Massage Therapy for Soothing Dementia and Alzheimer’s
Massage therapy is considered an essential alternative in easing pain and relieving stress. It also has other uses, such as being an effective method for caring for the elderly.
As the population ages, the need to address the elderly’s health problems is becoming a priority. Currently, there are five million patients suffering from Alzheimer’s and it has been one of the leading causes of deaths among the elderly. A quarter of the hospitals around the world cater to older patients with dementia. As life expectancy increases, it is projected that more people will suffer from both Alzheimer’s and dementia.
The Benefits of Massage Therapy
Changing the care for these patients is important. Using massage therapy for both dementia and Alzheimer’s is proven to be positive for the patients. The elderly can be especially receptive to touch. Since massage therapy is built upon human interaction, it is an effective element for this specified care.
Massage therapy for Alzheimer’s patients provides multiple benefits. This includes reducing anxiety and increasing the body’s alertness. Massage also eases the feeling of loneliness, boredom, and isolation felt by the patients. It encourages the patients to feel worthy of themselves.
For dementia, massage therapy can be an alternative in easing the behavioral symptoms. It increases the patient’s relaxation and calmness while decreasing stress and anxiety. Thus, massage therapy provides a holistic approach to dementia care.

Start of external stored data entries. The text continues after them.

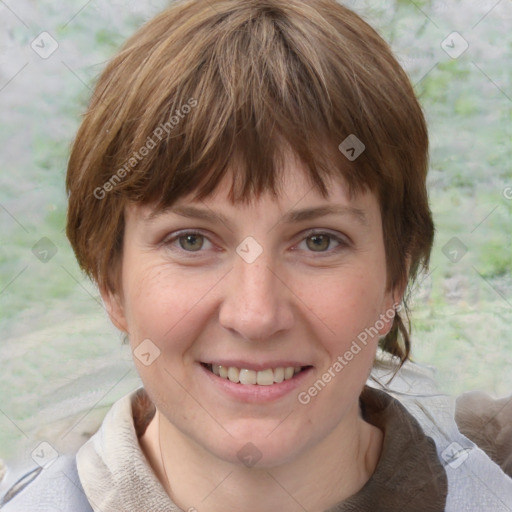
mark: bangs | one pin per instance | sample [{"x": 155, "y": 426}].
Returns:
[{"x": 237, "y": 103}]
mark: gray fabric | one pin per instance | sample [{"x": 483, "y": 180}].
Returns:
[
  {"x": 475, "y": 482},
  {"x": 55, "y": 489},
  {"x": 116, "y": 476}
]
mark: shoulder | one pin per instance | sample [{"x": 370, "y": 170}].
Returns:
[
  {"x": 50, "y": 489},
  {"x": 475, "y": 482}
]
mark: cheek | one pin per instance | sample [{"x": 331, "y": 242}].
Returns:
[
  {"x": 345, "y": 303},
  {"x": 165, "y": 306}
]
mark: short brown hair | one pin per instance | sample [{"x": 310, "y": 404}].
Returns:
[{"x": 209, "y": 86}]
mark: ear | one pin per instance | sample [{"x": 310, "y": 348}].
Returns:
[
  {"x": 393, "y": 304},
  {"x": 115, "y": 309}
]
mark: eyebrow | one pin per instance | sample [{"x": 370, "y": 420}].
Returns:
[{"x": 292, "y": 217}]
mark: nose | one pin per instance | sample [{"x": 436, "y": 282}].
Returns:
[{"x": 256, "y": 304}]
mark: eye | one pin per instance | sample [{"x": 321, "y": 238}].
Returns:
[
  {"x": 188, "y": 241},
  {"x": 321, "y": 242}
]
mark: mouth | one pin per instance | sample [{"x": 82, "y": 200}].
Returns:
[{"x": 265, "y": 377}]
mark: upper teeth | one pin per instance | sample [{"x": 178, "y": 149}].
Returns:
[{"x": 263, "y": 378}]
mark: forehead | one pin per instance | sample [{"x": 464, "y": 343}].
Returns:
[{"x": 297, "y": 200}]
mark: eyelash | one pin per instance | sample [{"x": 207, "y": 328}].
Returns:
[{"x": 342, "y": 242}]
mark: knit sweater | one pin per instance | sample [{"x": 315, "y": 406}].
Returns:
[{"x": 425, "y": 464}]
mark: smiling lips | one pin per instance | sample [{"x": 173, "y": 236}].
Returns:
[{"x": 265, "y": 377}]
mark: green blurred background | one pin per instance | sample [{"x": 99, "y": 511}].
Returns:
[{"x": 62, "y": 363}]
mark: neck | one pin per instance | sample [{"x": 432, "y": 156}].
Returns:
[{"x": 316, "y": 480}]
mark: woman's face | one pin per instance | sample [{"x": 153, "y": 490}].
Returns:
[{"x": 259, "y": 290}]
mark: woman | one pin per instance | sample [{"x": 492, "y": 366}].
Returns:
[{"x": 248, "y": 191}]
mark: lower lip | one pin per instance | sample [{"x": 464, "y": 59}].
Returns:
[{"x": 254, "y": 393}]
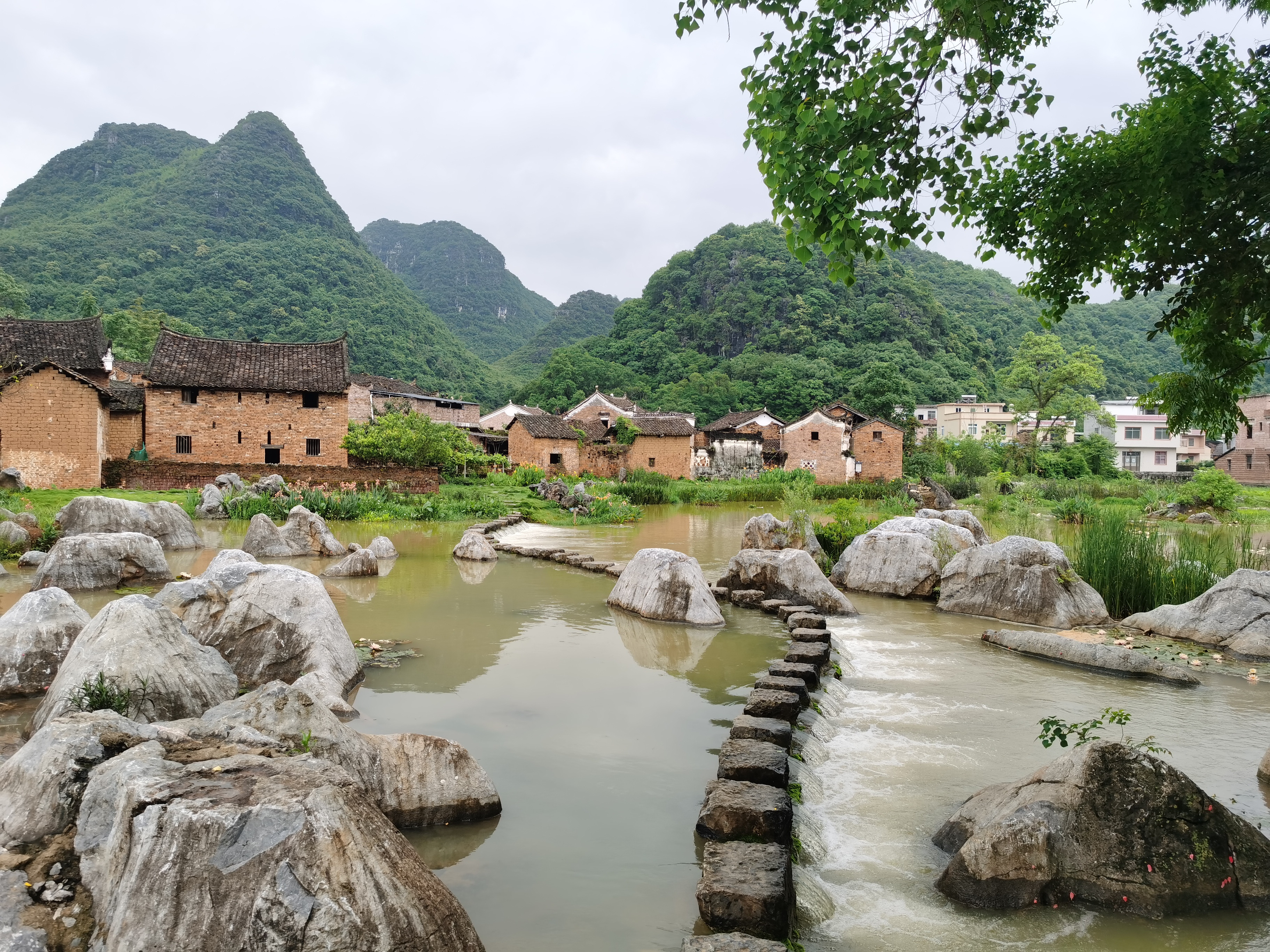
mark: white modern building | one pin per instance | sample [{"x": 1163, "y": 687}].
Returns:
[{"x": 1142, "y": 440}]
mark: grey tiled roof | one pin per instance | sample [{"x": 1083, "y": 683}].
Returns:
[{"x": 186, "y": 361}]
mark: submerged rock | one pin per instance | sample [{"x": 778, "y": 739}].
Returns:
[
  {"x": 102, "y": 560},
  {"x": 35, "y": 636},
  {"x": 274, "y": 622},
  {"x": 785, "y": 574},
  {"x": 902, "y": 556},
  {"x": 164, "y": 522},
  {"x": 666, "y": 586},
  {"x": 1234, "y": 615},
  {"x": 136, "y": 642},
  {"x": 1107, "y": 826},
  {"x": 281, "y": 854},
  {"x": 476, "y": 548},
  {"x": 1020, "y": 579}
]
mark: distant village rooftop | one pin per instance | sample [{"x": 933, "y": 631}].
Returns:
[{"x": 186, "y": 361}]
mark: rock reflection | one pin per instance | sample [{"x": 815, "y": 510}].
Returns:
[
  {"x": 662, "y": 645},
  {"x": 445, "y": 846},
  {"x": 472, "y": 572}
]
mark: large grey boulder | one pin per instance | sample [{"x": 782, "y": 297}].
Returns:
[
  {"x": 769, "y": 532},
  {"x": 41, "y": 785},
  {"x": 1234, "y": 615},
  {"x": 360, "y": 562},
  {"x": 138, "y": 642},
  {"x": 211, "y": 505},
  {"x": 415, "y": 779},
  {"x": 35, "y": 636},
  {"x": 166, "y": 522},
  {"x": 666, "y": 586},
  {"x": 1020, "y": 579},
  {"x": 788, "y": 573},
  {"x": 279, "y": 854},
  {"x": 1094, "y": 656},
  {"x": 902, "y": 556},
  {"x": 274, "y": 622},
  {"x": 1108, "y": 826},
  {"x": 102, "y": 560}
]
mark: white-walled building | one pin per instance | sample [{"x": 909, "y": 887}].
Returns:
[{"x": 1142, "y": 440}]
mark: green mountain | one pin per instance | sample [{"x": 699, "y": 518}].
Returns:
[
  {"x": 586, "y": 314},
  {"x": 739, "y": 323},
  {"x": 239, "y": 238},
  {"x": 464, "y": 280}
]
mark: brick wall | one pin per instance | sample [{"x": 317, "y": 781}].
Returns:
[
  {"x": 54, "y": 429},
  {"x": 817, "y": 446},
  {"x": 879, "y": 450},
  {"x": 126, "y": 474},
  {"x": 216, "y": 422},
  {"x": 124, "y": 435}
]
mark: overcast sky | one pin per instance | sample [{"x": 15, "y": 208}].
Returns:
[{"x": 582, "y": 139}]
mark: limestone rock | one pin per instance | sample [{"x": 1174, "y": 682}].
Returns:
[
  {"x": 747, "y": 887},
  {"x": 769, "y": 532},
  {"x": 1235, "y": 615},
  {"x": 902, "y": 556},
  {"x": 11, "y": 478},
  {"x": 477, "y": 548},
  {"x": 1020, "y": 579},
  {"x": 666, "y": 586},
  {"x": 41, "y": 785},
  {"x": 1107, "y": 658},
  {"x": 211, "y": 505},
  {"x": 789, "y": 574},
  {"x": 281, "y": 854},
  {"x": 306, "y": 533},
  {"x": 35, "y": 636},
  {"x": 102, "y": 560},
  {"x": 274, "y": 622},
  {"x": 13, "y": 536},
  {"x": 1113, "y": 826},
  {"x": 135, "y": 640},
  {"x": 360, "y": 563},
  {"x": 164, "y": 522},
  {"x": 739, "y": 810}
]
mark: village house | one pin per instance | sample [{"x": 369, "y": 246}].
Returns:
[
  {"x": 244, "y": 403},
  {"x": 61, "y": 415},
  {"x": 737, "y": 445}
]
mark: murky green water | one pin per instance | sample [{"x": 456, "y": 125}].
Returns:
[{"x": 601, "y": 732}]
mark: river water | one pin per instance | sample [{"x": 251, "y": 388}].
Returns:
[{"x": 601, "y": 730}]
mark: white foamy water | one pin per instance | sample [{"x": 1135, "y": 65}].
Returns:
[{"x": 930, "y": 715}]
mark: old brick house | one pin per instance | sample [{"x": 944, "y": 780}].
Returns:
[
  {"x": 571, "y": 447},
  {"x": 238, "y": 402},
  {"x": 60, "y": 412}
]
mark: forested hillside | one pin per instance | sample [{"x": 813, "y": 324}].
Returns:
[
  {"x": 239, "y": 238},
  {"x": 464, "y": 280},
  {"x": 586, "y": 314},
  {"x": 739, "y": 323}
]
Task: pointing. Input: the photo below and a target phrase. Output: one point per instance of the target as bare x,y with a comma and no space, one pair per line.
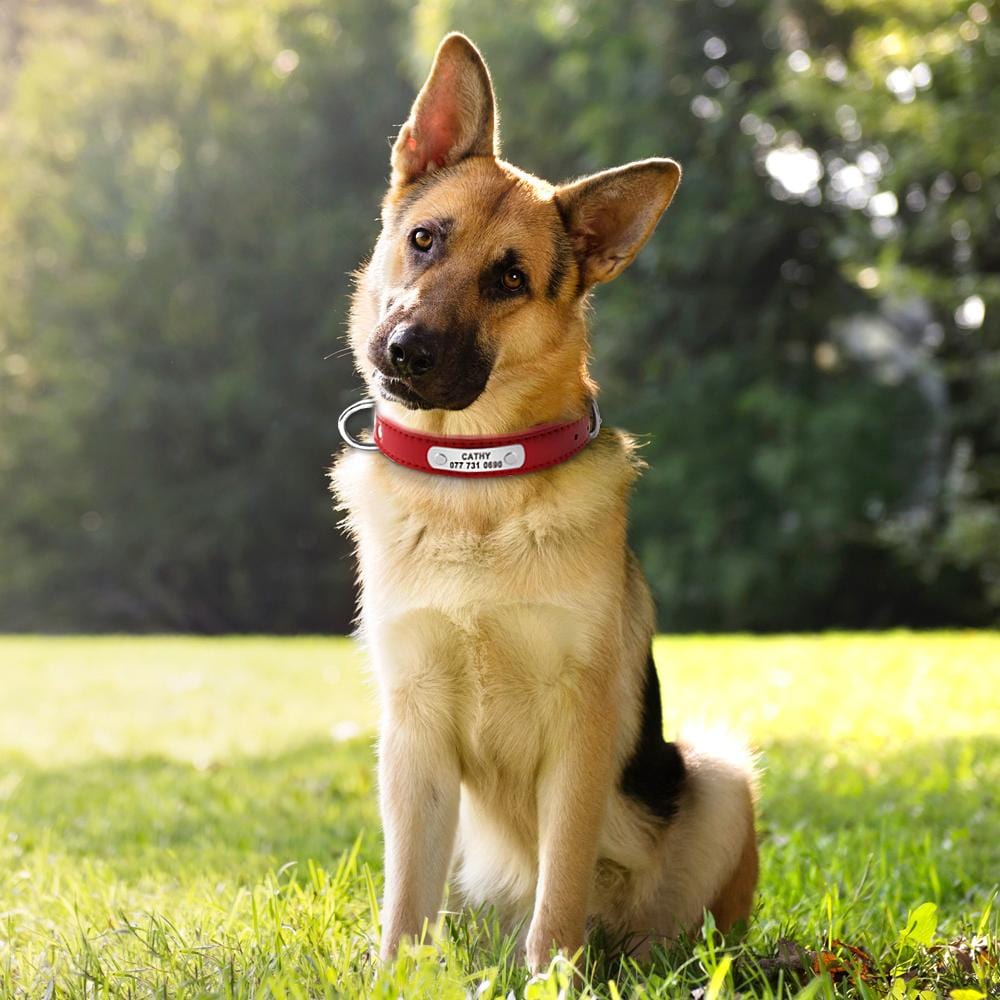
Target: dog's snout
410,351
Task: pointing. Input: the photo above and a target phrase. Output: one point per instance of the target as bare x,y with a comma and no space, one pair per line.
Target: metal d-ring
595,420
364,404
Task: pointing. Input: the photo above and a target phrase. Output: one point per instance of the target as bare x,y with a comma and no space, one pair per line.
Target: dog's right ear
454,115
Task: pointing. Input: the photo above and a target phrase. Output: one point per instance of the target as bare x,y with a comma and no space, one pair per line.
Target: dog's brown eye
422,239
513,279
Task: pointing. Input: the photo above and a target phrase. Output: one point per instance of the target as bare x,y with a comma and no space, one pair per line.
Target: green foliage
810,343
197,819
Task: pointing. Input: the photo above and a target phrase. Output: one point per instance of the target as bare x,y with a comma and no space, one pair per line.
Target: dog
521,756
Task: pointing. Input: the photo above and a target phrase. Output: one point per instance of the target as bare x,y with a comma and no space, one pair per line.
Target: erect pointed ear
609,216
453,116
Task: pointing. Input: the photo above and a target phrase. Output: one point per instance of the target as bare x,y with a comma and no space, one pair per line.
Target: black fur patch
563,254
654,774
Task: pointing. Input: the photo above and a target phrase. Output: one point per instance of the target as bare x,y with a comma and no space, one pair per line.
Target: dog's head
472,300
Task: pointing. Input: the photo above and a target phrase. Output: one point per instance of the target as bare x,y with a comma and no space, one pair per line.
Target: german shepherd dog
521,753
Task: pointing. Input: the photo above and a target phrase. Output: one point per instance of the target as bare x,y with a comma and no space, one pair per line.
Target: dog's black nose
410,351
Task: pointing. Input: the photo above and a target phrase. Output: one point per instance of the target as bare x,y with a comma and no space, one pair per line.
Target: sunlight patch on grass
197,818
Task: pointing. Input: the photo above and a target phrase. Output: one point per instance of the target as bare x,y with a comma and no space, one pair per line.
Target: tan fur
507,622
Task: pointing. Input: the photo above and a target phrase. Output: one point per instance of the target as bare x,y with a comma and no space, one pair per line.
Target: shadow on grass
157,816
922,823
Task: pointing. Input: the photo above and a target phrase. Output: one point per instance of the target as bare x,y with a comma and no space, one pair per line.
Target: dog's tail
713,841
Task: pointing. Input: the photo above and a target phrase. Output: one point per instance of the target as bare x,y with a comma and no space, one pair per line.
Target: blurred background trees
810,345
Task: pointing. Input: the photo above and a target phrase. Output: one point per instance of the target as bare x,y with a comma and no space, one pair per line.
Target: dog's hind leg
708,853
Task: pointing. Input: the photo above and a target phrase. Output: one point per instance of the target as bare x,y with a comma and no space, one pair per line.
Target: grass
196,818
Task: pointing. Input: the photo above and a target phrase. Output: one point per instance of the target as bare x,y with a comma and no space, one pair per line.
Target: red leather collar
474,457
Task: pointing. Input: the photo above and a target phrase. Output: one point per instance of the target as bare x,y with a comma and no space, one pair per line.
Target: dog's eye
422,239
513,279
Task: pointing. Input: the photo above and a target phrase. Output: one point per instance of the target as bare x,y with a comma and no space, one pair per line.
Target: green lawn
197,818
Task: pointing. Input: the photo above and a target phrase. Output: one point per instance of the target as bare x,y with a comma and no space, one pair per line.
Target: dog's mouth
397,390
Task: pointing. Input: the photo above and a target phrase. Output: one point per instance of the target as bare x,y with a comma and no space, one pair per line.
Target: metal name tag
510,456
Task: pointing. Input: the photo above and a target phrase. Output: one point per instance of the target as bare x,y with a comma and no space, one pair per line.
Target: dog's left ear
609,216
454,115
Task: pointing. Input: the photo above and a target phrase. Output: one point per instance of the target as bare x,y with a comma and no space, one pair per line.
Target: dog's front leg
572,794
419,789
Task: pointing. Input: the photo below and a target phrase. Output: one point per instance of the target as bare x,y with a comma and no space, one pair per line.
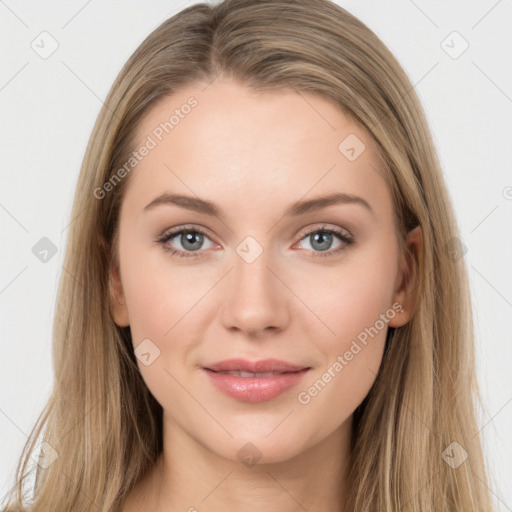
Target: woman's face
258,276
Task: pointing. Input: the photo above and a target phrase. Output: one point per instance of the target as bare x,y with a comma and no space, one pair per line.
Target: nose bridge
256,299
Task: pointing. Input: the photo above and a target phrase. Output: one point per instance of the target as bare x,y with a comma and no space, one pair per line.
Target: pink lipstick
254,381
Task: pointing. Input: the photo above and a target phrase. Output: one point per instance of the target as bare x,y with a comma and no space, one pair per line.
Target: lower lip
255,389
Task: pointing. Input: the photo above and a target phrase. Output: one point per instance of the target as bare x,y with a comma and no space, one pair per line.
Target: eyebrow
299,208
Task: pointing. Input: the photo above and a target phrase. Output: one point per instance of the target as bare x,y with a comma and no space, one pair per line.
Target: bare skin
254,155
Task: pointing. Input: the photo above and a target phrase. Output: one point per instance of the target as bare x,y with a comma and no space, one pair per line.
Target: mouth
256,381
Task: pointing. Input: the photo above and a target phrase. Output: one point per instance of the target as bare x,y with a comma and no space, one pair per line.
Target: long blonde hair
101,420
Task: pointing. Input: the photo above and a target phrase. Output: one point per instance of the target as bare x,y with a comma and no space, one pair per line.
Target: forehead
226,142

There is a lack of human touch in terms of caring for the elderly. This usually leads them to feel isolated. There have been studies conducted that prove how effective massage therapy in managing the patients’ challenging behaviors.
A 2002 study showed that hand massage coupled with calming music effectively reduced the verbal agitation of patients which sustained for an hour.
In 1995, a research was conducted on the effects of a five-minute hand massage on aggressive and non-aggressive agitation. The massage was done both in the morning and the afternoon. It showed a reduction and intensity of agitation during the morning care only.